Table 5. Measured energy consumption for a 2D FFT memory footprint.
Fig. 4.
figure 4figure 4

Structure of the conversion unit.

5 Preliminary Design of a Conversion Unit

The Conversion Unit (CU) converts a FP64 value into a data type with fewer bits before storing it to memory (see Fig. 4). While reading the data, the value is converted back to FP64. The decision about the accuracy of the stored data is made statically using a conversion instruction. As a first step to realize such a CU, we described the Converter and Deconverter in Verilog. The Converter can convert a FP64 value to a FP16 or a FP32 value. This is realized by adapting the exponent part of the type and selecting the leading 10 or 23 bits of the mantissa. Instead of truncation, the round to nearest method is used for rounding. A FP64 value can also be converted to a FP format where no negative exponents are considered (opcode 1). If the exponent part of a FP64 value is smaller than the bias, the exponent part is set to 0. If the bias is equal to the exponent part, the exponent part is set to 1. 2 is added to the FP64 exponent for all other cases. The Q.16 and Q.32 data types are calculated by scaling the FP64 value. Such a scaling is only allowed for values \(x_i = 2^i\), where \(i = 0,1,2...\). Therefore, the scaling is performed by subtracting i from the exponent part. This avoids the use of a FP divider which increases the electric power as well as the latency of the unit. Each conversion is performed in a clock cycle. The Deconverter converts a conversion data type back to a FP64 value. Deconverting a FP value is always exact. As we restrict the factors to be a power of 2 for the scaling, the deconversion from a fixed point to the 64 bit floating point format is also exact. Using the Synopsis tools, we got an estimation about the electric power and the area of the units. We use the TSMC 28 nm HPM High Speed library for the synthesis. The results are summarized in Table 6. Compared to the measured values in Table 5, these units will not significantly increase the energy consumption. Supporting the dynamic approach will require an Address Translation Unit (ATU), as well as storing further information about the conversion method that was used for a specific data type. The ATU will avoid fragmentation inside memory. An Error Check Unit (ECU) decides, which conversion method is used depending on the error that will occur after the conversion. We will design and implement both units in future.
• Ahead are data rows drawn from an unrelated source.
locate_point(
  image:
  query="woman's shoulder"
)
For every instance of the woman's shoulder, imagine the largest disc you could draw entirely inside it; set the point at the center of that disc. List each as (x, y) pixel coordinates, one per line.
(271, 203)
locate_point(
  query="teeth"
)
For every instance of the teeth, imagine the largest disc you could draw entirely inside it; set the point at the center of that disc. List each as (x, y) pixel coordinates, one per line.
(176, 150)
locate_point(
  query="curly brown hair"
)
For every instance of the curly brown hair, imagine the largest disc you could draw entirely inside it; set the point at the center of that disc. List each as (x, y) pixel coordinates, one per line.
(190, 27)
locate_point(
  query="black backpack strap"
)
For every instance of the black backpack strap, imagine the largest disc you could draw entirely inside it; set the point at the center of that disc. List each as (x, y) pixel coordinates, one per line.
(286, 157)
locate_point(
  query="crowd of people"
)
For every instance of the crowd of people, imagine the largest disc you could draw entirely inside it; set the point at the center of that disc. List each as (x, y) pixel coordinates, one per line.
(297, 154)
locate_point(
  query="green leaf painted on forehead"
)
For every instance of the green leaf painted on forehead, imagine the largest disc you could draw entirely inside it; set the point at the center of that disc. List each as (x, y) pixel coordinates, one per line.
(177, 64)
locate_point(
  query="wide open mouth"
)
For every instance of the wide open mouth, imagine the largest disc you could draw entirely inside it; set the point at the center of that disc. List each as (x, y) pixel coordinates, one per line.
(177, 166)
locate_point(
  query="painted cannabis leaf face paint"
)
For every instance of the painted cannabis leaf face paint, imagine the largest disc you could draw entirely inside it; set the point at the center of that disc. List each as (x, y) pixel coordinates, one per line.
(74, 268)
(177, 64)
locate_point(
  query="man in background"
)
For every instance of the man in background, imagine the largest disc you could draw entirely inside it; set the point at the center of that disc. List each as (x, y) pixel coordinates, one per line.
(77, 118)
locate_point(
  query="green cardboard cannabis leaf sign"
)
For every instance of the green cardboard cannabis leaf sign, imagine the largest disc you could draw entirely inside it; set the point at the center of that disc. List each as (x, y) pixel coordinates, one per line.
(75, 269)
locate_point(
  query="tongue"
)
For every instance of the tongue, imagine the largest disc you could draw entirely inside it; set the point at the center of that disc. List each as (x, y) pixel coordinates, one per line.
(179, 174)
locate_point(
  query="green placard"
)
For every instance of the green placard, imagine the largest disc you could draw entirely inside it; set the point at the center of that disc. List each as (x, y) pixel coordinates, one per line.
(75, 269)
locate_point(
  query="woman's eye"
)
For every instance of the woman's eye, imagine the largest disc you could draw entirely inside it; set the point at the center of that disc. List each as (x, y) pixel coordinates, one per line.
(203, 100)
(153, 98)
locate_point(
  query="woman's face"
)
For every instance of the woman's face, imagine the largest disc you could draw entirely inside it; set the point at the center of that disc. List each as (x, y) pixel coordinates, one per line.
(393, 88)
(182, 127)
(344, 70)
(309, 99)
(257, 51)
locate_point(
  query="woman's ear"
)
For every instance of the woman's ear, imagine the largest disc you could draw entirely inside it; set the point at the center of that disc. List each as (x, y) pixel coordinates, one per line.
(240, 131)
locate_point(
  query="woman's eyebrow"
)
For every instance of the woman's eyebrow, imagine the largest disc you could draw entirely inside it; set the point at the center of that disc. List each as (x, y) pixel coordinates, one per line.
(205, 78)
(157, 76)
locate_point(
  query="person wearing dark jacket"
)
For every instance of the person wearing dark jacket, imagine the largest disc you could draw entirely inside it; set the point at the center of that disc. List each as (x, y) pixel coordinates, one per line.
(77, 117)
Table 6. Area and estimated power for the Converter and the Deconverter.

6 Conclusion

Memory accesses are expensive in terms of energy consumption and latency. Image processing applications can tolerate an execution on inaccurate hardware. Therefore, we presented an approach in this paper for a conversion unit (CU), that could be integrated in today’s low power processors. Such a unit offers a static and a dynamic conversion of data types before the transfer to memory, which yields a reduction of the energy consumption for data transfers by a factor up to about 4. Using the dynamic approach, the accuracy of the results produced by a 2D FFT is improved by two orders of magnitude, while retaining the potential gain in the reduction of energy consumption. Dealing with different thresholds enables to trade off accuracy against energy consumption. In the future, we will integrate the implemented units into an existing processor design. Furthermore, we want to implement a CU that also supports the dynamic approach. Additionally, we will also design a memory architecture that enables an efficient transfer of data types for the dynamic approach.